C’est toute sa vie qui a été chamboulée en l’espace d’un instant. Catherine Cordier peine d’ailleurs à mettre des mots sur sa souffrance mais perçoit déjà le changement et le déséquilibre engendrés par la mort brusque et tragique de Dominique Claudino Bon, son compagnon. «Tous les matins, en quittant la maison pour aller travailler, il m’embrassait, me disait "je t’aime". Durant la journée, il m’appelait pour savoir ce que je faisais, me le reprochait lorsque je n’avais pas encore déjeuné. Mais le plus dur sera de ne plus pouvoir m’endormir dans ses bras chaque soir», lâche-t-elle d’une voix tremblante d’émotion.

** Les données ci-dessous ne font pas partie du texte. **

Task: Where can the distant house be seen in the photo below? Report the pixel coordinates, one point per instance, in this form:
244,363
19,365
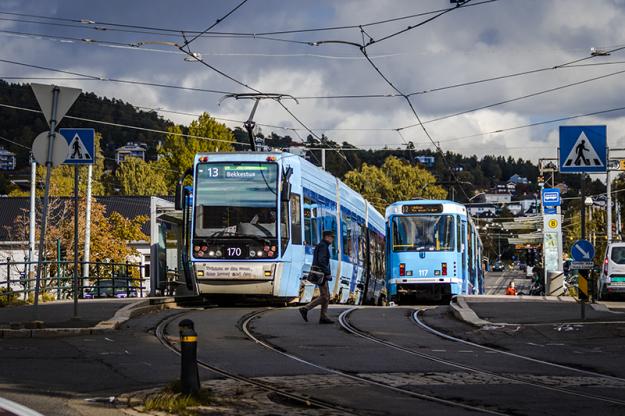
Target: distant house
130,150
516,208
518,180
7,159
564,188
481,210
498,197
427,161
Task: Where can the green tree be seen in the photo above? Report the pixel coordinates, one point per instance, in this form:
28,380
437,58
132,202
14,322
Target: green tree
179,151
394,181
137,177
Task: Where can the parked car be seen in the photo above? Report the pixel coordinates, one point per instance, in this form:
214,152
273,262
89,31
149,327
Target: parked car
498,266
111,288
612,278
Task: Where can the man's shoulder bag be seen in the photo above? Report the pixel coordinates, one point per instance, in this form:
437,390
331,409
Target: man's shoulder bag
315,276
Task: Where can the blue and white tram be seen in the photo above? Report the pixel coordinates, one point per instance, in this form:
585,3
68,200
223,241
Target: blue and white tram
254,219
433,251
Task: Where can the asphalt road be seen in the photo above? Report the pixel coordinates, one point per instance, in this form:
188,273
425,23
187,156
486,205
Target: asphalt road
396,368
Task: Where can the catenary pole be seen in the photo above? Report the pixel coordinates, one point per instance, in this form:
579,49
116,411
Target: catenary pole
46,196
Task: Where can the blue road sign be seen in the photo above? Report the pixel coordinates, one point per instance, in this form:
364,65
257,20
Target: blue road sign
583,149
582,250
81,146
551,197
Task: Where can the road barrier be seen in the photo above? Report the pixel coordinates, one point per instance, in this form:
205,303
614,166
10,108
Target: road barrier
189,375
106,279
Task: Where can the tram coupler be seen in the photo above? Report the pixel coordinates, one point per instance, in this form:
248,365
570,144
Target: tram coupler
189,375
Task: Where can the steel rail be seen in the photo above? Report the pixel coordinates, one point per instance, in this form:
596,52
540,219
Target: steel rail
419,322
348,326
246,330
160,334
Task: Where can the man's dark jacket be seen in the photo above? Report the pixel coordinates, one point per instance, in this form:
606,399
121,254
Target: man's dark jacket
321,258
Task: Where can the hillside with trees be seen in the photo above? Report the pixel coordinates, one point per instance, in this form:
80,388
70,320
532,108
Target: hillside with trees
169,155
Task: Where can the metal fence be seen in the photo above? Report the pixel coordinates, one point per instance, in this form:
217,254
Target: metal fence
105,279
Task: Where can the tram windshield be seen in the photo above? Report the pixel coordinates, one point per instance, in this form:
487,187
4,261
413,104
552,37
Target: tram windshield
236,200
423,233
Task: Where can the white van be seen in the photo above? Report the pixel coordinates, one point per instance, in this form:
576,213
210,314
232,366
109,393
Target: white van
613,272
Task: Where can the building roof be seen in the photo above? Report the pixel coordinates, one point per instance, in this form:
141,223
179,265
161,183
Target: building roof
127,206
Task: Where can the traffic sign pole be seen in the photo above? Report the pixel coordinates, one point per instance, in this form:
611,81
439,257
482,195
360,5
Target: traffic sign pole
583,274
46,195
76,273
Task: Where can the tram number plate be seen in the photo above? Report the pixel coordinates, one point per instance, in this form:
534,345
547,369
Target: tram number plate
233,252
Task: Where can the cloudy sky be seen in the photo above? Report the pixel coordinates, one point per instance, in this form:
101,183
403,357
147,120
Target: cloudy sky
469,44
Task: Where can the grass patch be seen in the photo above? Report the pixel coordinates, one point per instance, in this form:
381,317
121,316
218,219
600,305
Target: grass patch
172,400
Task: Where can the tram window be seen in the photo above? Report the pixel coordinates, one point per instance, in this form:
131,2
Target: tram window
346,236
459,232
296,219
284,220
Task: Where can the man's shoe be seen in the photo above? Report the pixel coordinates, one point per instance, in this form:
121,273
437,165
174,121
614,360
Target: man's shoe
304,313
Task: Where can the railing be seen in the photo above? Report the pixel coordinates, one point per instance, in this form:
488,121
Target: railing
105,279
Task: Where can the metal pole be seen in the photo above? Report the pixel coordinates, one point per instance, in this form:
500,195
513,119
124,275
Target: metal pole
87,254
609,206
76,272
46,196
32,221
583,273
58,269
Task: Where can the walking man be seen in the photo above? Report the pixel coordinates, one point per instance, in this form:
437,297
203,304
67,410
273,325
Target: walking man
321,262
579,150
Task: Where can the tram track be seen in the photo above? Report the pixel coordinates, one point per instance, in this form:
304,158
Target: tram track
306,401
419,322
349,327
245,328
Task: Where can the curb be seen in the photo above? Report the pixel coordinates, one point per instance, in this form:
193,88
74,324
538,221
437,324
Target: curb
122,315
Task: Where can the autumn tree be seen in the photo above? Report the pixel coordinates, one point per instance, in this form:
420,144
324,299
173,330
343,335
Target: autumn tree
395,180
179,150
134,176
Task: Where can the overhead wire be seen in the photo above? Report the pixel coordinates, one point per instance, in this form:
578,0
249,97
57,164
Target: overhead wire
173,31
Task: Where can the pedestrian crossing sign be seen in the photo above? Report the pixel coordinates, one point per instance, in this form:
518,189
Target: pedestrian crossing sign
583,149
81,146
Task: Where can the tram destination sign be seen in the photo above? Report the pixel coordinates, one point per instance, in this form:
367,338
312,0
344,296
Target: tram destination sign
422,209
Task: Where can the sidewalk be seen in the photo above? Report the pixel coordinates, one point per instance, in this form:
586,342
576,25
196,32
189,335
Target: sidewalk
60,314
487,310
57,318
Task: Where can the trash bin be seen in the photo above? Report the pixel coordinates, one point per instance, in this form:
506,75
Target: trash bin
555,283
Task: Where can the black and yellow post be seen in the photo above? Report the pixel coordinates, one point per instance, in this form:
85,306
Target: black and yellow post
189,375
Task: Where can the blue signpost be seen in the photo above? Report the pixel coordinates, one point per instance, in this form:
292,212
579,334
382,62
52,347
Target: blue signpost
582,252
81,146
583,149
81,152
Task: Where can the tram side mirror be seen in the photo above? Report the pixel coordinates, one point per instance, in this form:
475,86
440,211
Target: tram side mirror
180,194
285,195
178,200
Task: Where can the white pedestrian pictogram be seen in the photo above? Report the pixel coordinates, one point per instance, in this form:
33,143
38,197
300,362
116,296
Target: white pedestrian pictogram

Dans la nuit du jeudi 23 au vendredi 24 février, l’homme qui partage sa vie a été victime d’un accident sur la route principale de La Mivoie, à Tamarin, non loin de leur domicile. Il n’a pas survécu, au grand dam de sa famille et ses amis. Originaire de Bois-Marchand, Claudino Bon aurait célébré son 37e anniversaire cette année. Il y a environ six ans, il a fait la connaissance de sa compagne sur le lieu de travail de celle-ci, à Tamarin. «Nous nous sommes d’abord liés d’amitié, puis avons échangé nos numéros. Au fil du temps, nous nous sommes rapprochés, jusqu’à ce que nous nous mettions ensemble il y a un à peu près trois ans», se remémore Catherine Cordier. Le couple s’est installé à La Mivoie, Tamarin, il y a environ deux ans, dans le cadre du gardiennage et de la sécurité de la maison qu’il occupait. Claudino Bon exerçait aussi le métier de jardinier dans la capitale. Séparés chacun de son côté depuis de longues années, Claudino Bon – qui a deux enfants issus de sa précédente union – et Catherine Cordier voulaient tous deux entamer les procédures du divorce afin de pouvoir se dire «oui» l’an prochain. «Nou ti anvi marye me pa ti ankor dir nou fami. Nou ti anvi fer zot enn sirpriz. Apre sa, nou ti prevwar pou al pas enn semenn Rodrigues.»
Alcootest positif
Lorsqu’il Claudino Bon a quitté leur domicile aux alentours de 17 heures, le jeudi 23 février, Catherine Cordier n'aurait jamais pensé que c’était la dernière fois qu’elle le voyait en vie. «Li ti dir mwa li pe al get enn kamarad. Avan li ale, nou ti pe koze, riye, badine. Nou ti pe ekout nou bann sante lapriyer ansam. Linn dir mwa li anvi manz toufe bred, mo ti kwi seki linn dir mwa», confie-t-elle. «Je l’avais rappelé vers 19 heures pour lui demander de rentrer parce que je ne me sentais pas bien. J’avais d’atroces douleurs parce que je viens de subir une opération. Je l’ai à nouveau eu au téléphone vers 20 heures parce qu’il n’était pas encore rentré et il m’a dit qu’il était en route, qu’il avait accompagné son ami à Quatre-Bornes et qu’il ne tarderait pas.»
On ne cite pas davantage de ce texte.